Lanes ran past me; the margins of the woods dropped away. I came to a halt on top of a hill, cut away from the path, threw myself into the grass, my heart pounding; that might be from running uphill, might stop if I rested. Below me I saw the town and the river, saw the gym where the class was now over and the boys were dashing off in all directions. I saw the long roof of our house. There was my father’s bedroom and the drawer from which the figs were missing. There was my small room. There, when I returned, judgment would strike me. But suppose I did not return?
I knew I would. I always went back, every time. That was how it always ended. It was impossible to get away, impossible to flee to Africa or Berlin. I was small, had no money, and nobody would help me. Oh yes, if all children would unite and help one another! They were many; there were more children than parents. But not all children were thieves and criminals. Few were like me. Perhaps I was the only one. But no, I knew that such cases as mine were commoner than that—an uncle of mine had also stolen as a child and had done many bad things which I knew about from eavesdropping on my parents’ conversation. That was how I learned everything worth knowing, secretly, by overhearing. But none of that helped me in the least, and even if that same uncle were here now, he would not help me. He had long since grown up; he was a pastor and would side with the grownups and leave me to my fate. They were all like that. Toward us children they were all somehow liars and swindlers; they played a part, pretended to be different from what they were. Perhaps not Mother, or she less than others.
But suppose I didn’t go back home? After all, something could happen to me; I could break my neck or drown or fall under the tr
ain. Then everything would be different. Then they would carry me home and everyone would be quiet and frightened and crying; they would all feel sorry for me and nothing would ever be said about the figs.
I knew quite well that it was possible for a person to take his own life. I also thought that some day I would probably do it, later, when everything turned out altogether bad. It would have been good to be sick, but not just with a cough. Really deathly ill, the way I had been the time I had scarlet fever.

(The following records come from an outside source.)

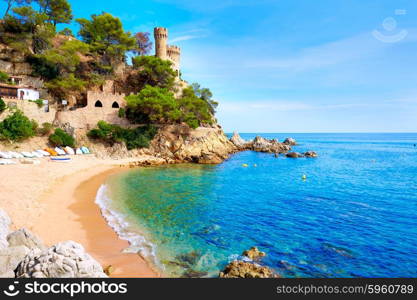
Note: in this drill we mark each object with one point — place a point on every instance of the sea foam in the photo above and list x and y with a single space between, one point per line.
120 223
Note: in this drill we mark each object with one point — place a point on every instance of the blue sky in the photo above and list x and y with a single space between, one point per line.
291 65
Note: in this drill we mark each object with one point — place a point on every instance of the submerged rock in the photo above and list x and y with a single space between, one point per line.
261 144
64 260
254 253
294 155
193 274
311 154
290 142
241 269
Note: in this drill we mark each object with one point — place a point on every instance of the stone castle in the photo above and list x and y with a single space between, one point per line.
165 51
102 103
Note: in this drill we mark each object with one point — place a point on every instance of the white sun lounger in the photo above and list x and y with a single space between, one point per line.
60 151
5 155
27 154
43 153
69 150
4 162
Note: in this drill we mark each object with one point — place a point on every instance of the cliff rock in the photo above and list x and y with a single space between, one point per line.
240 143
64 260
179 143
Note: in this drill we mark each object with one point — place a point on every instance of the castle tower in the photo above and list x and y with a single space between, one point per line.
161 38
174 54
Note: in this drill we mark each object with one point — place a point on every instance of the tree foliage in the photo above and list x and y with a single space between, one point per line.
2 105
158 105
143 43
153 71
139 137
17 127
61 139
106 36
57 11
206 95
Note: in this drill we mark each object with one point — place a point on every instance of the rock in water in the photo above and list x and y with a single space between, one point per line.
311 154
24 237
4 228
294 155
238 141
290 142
64 260
241 269
254 253
261 144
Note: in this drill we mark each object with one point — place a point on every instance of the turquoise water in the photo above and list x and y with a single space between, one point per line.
354 216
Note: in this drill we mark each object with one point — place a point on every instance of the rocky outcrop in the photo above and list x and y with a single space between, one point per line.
240 143
64 260
290 142
179 143
254 253
242 269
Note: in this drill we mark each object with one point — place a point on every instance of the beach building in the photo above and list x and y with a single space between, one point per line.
18 92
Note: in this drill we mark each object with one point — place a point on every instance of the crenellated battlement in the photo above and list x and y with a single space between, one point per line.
165 51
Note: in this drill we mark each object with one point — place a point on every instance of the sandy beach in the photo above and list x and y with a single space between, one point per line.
56 202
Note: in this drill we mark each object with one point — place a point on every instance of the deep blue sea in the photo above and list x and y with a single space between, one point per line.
354 216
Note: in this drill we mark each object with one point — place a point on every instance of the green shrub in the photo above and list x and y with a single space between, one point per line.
46 129
133 138
4 77
3 105
61 139
17 127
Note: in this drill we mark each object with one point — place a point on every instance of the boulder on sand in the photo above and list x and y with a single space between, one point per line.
64 260
254 253
4 228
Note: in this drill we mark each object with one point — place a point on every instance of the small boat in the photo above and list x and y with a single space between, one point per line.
60 159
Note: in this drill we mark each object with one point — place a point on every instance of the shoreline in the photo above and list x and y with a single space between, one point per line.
57 203
88 226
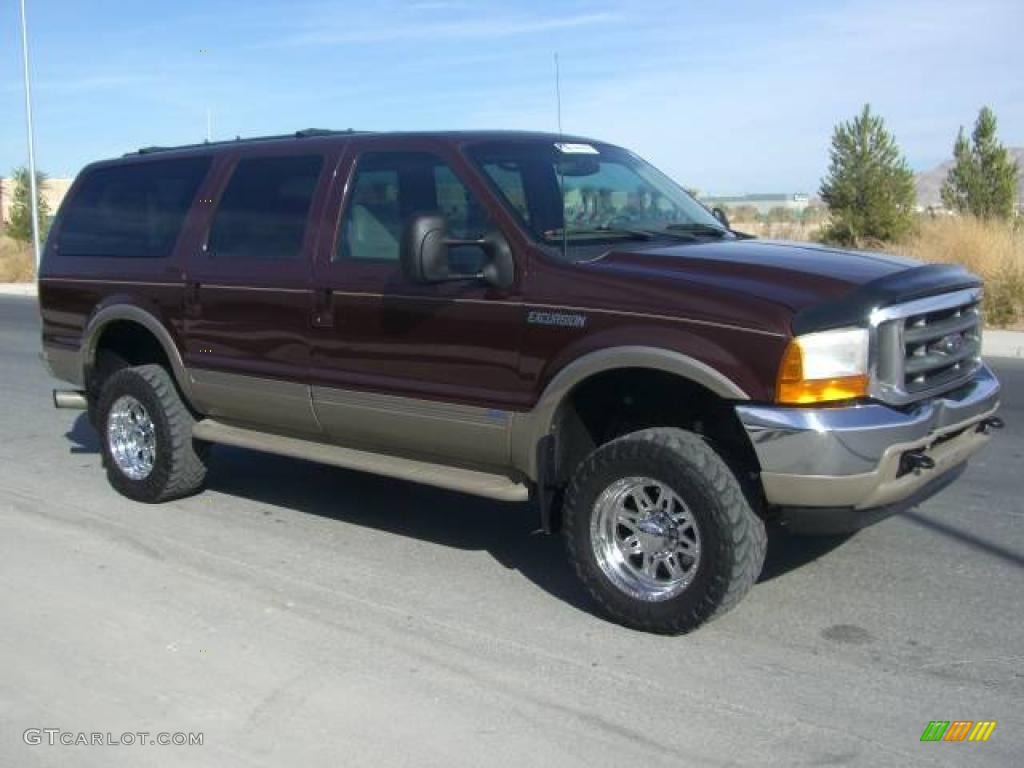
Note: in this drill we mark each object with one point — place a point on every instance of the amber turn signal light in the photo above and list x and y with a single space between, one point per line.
796 388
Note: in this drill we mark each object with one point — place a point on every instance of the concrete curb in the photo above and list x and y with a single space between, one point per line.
995 344
1003 344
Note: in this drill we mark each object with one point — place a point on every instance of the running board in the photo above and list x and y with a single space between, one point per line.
454 478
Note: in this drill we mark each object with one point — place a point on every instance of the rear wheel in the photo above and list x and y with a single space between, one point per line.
660 532
145 429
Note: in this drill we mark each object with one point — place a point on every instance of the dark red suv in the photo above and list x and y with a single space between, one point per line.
516 315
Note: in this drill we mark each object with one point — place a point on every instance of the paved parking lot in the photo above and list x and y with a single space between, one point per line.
298 614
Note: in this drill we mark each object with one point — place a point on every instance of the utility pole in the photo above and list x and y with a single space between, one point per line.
32 141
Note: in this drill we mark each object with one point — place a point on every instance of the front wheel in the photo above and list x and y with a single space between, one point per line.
660 532
145 429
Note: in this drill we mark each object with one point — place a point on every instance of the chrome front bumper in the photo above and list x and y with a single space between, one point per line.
853 457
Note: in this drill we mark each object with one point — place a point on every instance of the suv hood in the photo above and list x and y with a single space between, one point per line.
796 275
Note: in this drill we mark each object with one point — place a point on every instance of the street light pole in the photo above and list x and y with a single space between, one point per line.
32 141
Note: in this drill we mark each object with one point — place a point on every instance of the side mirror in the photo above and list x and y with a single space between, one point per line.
424 254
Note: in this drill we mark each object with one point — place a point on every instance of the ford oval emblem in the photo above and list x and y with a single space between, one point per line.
949 344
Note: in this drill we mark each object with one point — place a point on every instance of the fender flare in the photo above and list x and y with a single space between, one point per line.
529 428
116 312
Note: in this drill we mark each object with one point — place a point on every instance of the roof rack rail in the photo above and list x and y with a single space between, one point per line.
304 133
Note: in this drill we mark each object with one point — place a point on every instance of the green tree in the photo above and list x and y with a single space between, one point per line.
869 187
19 225
983 179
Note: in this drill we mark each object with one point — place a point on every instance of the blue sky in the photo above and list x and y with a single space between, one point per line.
726 97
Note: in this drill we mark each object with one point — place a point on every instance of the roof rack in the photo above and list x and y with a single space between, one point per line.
304 133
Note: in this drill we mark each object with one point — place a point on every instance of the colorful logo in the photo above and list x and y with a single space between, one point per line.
958 730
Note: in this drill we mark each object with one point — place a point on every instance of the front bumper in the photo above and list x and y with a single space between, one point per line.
815 462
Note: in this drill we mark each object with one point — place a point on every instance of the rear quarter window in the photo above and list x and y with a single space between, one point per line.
263 212
131 211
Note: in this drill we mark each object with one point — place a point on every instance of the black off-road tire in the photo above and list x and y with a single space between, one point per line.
179 468
108 363
733 539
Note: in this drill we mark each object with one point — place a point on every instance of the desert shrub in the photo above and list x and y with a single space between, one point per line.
991 249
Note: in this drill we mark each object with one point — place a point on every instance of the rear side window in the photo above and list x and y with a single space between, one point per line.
131 211
263 212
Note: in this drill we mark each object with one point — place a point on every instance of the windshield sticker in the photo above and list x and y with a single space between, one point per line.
577 148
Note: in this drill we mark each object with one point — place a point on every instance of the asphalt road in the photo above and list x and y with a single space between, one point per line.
302 615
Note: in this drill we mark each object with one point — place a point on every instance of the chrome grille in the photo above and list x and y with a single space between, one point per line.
927 346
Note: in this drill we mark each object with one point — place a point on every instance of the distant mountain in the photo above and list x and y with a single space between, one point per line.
930 182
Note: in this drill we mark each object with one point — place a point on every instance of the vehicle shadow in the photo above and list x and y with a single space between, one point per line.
507 531
788 551
82 436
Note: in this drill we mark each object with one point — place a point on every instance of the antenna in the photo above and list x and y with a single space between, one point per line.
33 190
561 179
558 94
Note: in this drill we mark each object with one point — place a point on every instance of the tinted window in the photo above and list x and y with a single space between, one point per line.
263 211
132 211
388 188
582 196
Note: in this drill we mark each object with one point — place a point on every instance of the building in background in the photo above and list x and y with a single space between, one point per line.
795 202
53 193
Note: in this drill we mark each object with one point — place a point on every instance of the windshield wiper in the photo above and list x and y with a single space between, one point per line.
697 228
603 230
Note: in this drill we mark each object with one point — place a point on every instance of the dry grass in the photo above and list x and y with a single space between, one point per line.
778 229
16 263
993 250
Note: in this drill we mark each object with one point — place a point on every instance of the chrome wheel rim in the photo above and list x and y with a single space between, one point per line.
131 437
645 539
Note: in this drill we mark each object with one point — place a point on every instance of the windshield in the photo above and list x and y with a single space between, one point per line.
591 194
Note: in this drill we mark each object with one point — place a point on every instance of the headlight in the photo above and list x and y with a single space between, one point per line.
824 367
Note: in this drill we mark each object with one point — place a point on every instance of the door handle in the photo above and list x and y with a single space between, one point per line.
192 299
324 308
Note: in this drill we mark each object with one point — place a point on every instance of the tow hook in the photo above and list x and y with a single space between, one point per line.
992 422
915 461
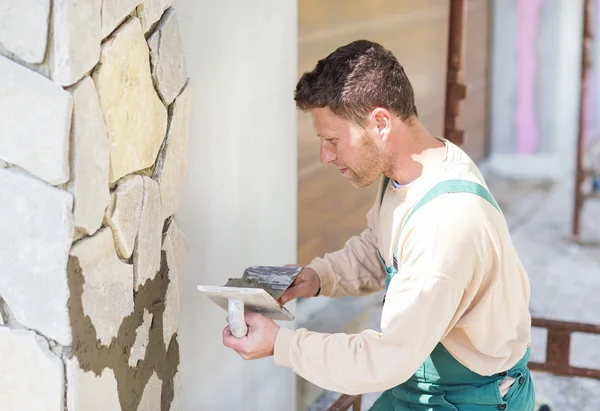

Meanwhile it was long past gym class, and also long past the time I was expected home for coffee. Perhaps they were calling and looking for me now, in my room, in the garden and yard, in the basement. But if Father had already discovered the theft, there would be no more searching, for then he would know why I was gone.
I could not go on just lying here. Fate was not forgetting me; it was right at my heels. I began running again. I passed a bench along one of the paths. Another memory was attached to that, a memory that had once been lovely and now burned like fire. My father had given me a penknife. We had gone walking together, in good spirits and at peace, and he had sat down on this bench while I went into the bushes to cut myself a long hazel switch. And then, in my excitement, I broke the blade of the new knife close to the haft, and came back to him horrified. At first I wanted to conceal it, but he promptly asked me about the knife. I was terribly unhappy, because of the knife and because I expected a scolding. But then my father had only smiled, touched my shoulder lightly, and said: “What a pity, poor boy.” How I had loved him then; how I had inwardly begged his forgiveness for so many things. And now, thinking of my father’s expression at that time, of his voice and his sympathy—what a monster I was for having so often saddened and lied to a father like that, and today stolen from him!